Peter J. Blackburn offers closing remarks to complete his viewpoint as to the appropriate roles the web should play in promoting our art.
Dining at a picnic table outside a seafood hut some weeks ago, my eyes couldn’t help but notice all the cell phones. A gentleman on my left stood near his Porsche texting on his iPhone. Both a child and mother seated to my right had their hands busy with a phone, the youngster playing some noisy and annoying video game. In front of me sat a whole family, each one with heads bowed to that small glowing light emanating from their laps. Little did they care that their food was getting cold! And inside, through a large glass window, I could spy three, four, no, five customers awaiting their fish and chip orders by pushing little buttons, swiping fingers, and rotating those hand held devices from one angle to another. At one point, I suddenly realized I was the only one not engaged with a phone!
That the cell phone is everywhere, used by almost everyone, at every hour, every minute, every second, seems a compelling reason to place likenesses of our work on the web. As displayed via our computers, our iPads, and yes, our cell phones, the web heralds the news that we and our work exist somewhere on the planet.
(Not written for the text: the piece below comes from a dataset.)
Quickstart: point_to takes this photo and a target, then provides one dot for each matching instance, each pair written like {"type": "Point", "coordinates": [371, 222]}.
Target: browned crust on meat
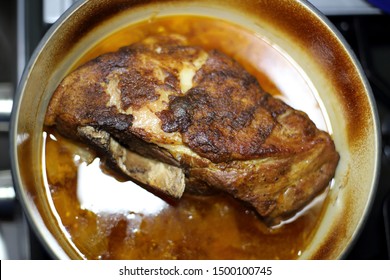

So, over the years, resemblances of my work have found their way on the web. There are sites and pages where you can peruse representations of the gum and casein photographs I create—all posted as an announcement, as a token of information, as a spark of motivation.
However, truth be told, the primary reason I place these gestures of my art on the web is so they may serve as encouragement to you to come and see the work for yourself.
Now, I realize for reasons of distance or convenience most viewers cannot and are confined to enjoy only what the web can offer. My only wish is that one and all would see my images on the web as quite imperfect representations, not the genuine articles.
This whole issue was driven home to me three weeks ago during a visit to the big art museum in Dallas. On special exhibit was an assortment of exquisite floral works by various painters from Chardin to Matisse. I was mesmerized by virtually every piece, including the five paintings by Van Gogh. I sat on a bench for nearly an hour just feasting upon all the beauty which graced the gallery space around me.
The exhibit made such an impression (um, no pun intended), I was compelled to seek out the published catalog for possible purchase. But as I previewed the pages and examined the reproductions, I was utterly appalled by the lack of… the lack of life! It was then that I took the public copy of the textbook and went from piece to piece to compare the originals with the reproductions. In almost every case the reproductions failed to capture any of the sparkle, the texture, or vivid color of the original works just a few feet away on the walls. From Matisse to Bazille to Delacroix, the reproductions were dark, flat, and dead.
So awful was the catalog that I had to go back and view again every single piece of original painting so as to erase all memory of those dreadful reproductions.
And that’s how I feel when I see “my own work” on the web.
Go ahead. Glean what you wish from my images through your not-as-smart-as-you-think electronic gadgets. But please! Get out of your seats once in awhile and go enjoy all the tangible work on location you can find, at every opportunity you receive!